打印全文
Processo n.º 893/2012 Data do acórdão: 2013-7-11 (Autos em recurso penal)
Assuntos:
– art.º 19.º, n.º 1, da Lei n.º 17/2009
– art.º 25.º, n.º 1, da Lei n.º 17/2009
– tráfico de menor gravidade
– detenção indevida de utensílio
– consumo ilícito de estupefacientes
– art.º 71.º, n.º 3, do Código Penal
– cúmulo jurídico
S U M Á R I O
1. O disposto nos art.os 25.o, n.o 1 e 19.o, n.o 1, da Lei n.o 17/2009, de 10 de Agosto, só relevaria em favor da arguida recorrente quando e só quando estivesse em causa a prática apenas dos crimes de detenção indevida de utensílio e/ou consumo ilícito de estupefacientes.
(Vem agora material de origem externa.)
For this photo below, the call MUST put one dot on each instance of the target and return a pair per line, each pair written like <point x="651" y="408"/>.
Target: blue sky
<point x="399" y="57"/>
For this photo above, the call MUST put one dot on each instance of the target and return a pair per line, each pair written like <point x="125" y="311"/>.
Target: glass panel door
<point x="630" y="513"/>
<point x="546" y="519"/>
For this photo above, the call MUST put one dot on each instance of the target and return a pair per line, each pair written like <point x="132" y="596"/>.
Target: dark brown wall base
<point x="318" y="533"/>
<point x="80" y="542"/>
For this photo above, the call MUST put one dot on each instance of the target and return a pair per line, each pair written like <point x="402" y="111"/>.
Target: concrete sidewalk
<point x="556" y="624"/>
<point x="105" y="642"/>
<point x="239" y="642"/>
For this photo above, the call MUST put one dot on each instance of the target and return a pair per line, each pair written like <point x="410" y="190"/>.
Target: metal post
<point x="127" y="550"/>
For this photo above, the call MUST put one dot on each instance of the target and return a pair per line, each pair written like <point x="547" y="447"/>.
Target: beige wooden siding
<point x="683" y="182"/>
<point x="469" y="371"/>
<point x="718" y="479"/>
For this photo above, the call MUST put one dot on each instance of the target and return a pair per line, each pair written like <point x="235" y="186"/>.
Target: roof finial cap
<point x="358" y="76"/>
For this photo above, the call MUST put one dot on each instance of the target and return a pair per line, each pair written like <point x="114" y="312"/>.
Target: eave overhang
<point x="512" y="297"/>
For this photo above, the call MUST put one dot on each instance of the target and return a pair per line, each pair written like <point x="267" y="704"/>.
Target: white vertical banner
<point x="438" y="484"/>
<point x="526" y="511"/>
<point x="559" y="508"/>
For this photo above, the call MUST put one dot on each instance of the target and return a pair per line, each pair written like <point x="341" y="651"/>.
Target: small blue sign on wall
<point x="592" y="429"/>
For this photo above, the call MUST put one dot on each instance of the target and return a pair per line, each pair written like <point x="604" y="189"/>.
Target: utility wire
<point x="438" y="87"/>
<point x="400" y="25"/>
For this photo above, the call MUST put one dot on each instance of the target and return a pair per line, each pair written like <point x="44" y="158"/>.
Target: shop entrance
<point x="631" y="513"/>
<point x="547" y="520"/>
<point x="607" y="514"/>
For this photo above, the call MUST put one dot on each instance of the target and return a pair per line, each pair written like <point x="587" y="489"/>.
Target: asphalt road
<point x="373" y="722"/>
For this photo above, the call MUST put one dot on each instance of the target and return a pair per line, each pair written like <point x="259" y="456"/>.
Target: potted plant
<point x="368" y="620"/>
2. No caso dos autos, como lhe foi imputada também a co-autoria de um crime de tráfico de menor gravidade do art.o 11.o, n.o 1, alínea 1), da Lei n.o 17/2009, punível somente com pena de prisão de um a cinco anos, delito esse pelo qual ficou finalmente condenada ela no acórdão recorrido, é já totalmente precludida, por ser forçosamente impossível na prática, a sua pretensão de se passar a aplicar pena de multa à luz do art.o 64.o do Código Penal aos outros dois crimes referidos, ou a determinar a suspensão, somente, da execução da pena de prisão achada no aresto recorrido para qualquer destes dois crimes menos graves.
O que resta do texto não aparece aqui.